Markelo-Platz und Rathaus verbinden

Lingener Tagespost 08.06.2007
Spelle hat eine Menge zu bieten: Eine im Gegensatz zu anderen Regionen wachsende Bevölkerung, schicke Wohngebiete, attraktive Arbeitsplätze. Nur eines fehlt: ein Ortszentrum. Was ist zu tun? In einer Bürgerversammlung im Schulzentrum, zu der die Gemeinde eingeladen hatte, gab es seitens der Planungsbüros konkrete Vorschläge.

Die große Resonanz auf die Versammlung war ein Indiz für das erhebliche Interesse in der Bevölkerung, nach der Fertigstellung der Umgehungsstraße die Aufenthaltsqualität im Ortskern zu erhöhen.
Zwingend notwendig dafür, so die Fachleute aus den einzelnen Planungsbüros, ist zweierlei. Eine bauliche Verdichtung zwischen den beiden markanten Punkten Markelo-Platz und Rathaus und ein Rückbau der Hauptstraße und des Bereichs zwischen Venhauser- und Schapener Straße. Auch der Kreuzungsbereich dort und am Rathaus ist Gegenstand der Diskussion bei der bevorstehenden Umgestaltung der Ortsmitte.

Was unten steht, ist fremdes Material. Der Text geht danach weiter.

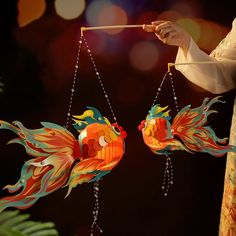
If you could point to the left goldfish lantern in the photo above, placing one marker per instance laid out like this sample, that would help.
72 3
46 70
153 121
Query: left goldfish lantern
62 160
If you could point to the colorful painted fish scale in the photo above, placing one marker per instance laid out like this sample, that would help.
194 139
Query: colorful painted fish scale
59 159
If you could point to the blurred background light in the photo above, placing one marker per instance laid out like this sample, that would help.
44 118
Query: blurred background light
69 9
144 55
93 10
28 11
170 15
112 15
104 12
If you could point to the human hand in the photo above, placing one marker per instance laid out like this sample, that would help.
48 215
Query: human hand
169 33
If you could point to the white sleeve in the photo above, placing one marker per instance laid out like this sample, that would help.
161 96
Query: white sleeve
218 77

Das Architekturbüro B-Werk aus Spelle, das Planungsbüro Dr. Schwerdhelm aus Schortens und das Büro Gladen und Lindschulte aus Spelle stellten den Bürgern ausführlich die Ergebnisse ihrer Untersuchungen vor. „Wir müssen ein identitätsstiftendes Ortsbild schaffen“, umriss Architekt Jürgen Schwegmann vom B-Werk die Aufgabenstellung der nächsten Jahre. Es gelte, die vor allem im Zuge der Flurbereinigung im Ortskern freigewordenen großen Flächen zweigeschossig zwecks Wohn- und Geschäftsnutzung zu bebauen. Gestalterische Elemente beim Rückbau der Straßen stellte Schwegmanns Kollegin Stefanie Löning vor. Was im Ort außerdem fehle sei ein Veranstaltungshaus, da größere Gaststätten wie Müer und Seegers nicht mehr existierten. Wie in der Versammlung zu erfahren war, hat die Gemeinde erste Planungen zum Bau einer Veranstaltungshalle mit 800 bis 1000 Plätzen in die Wege geleitet.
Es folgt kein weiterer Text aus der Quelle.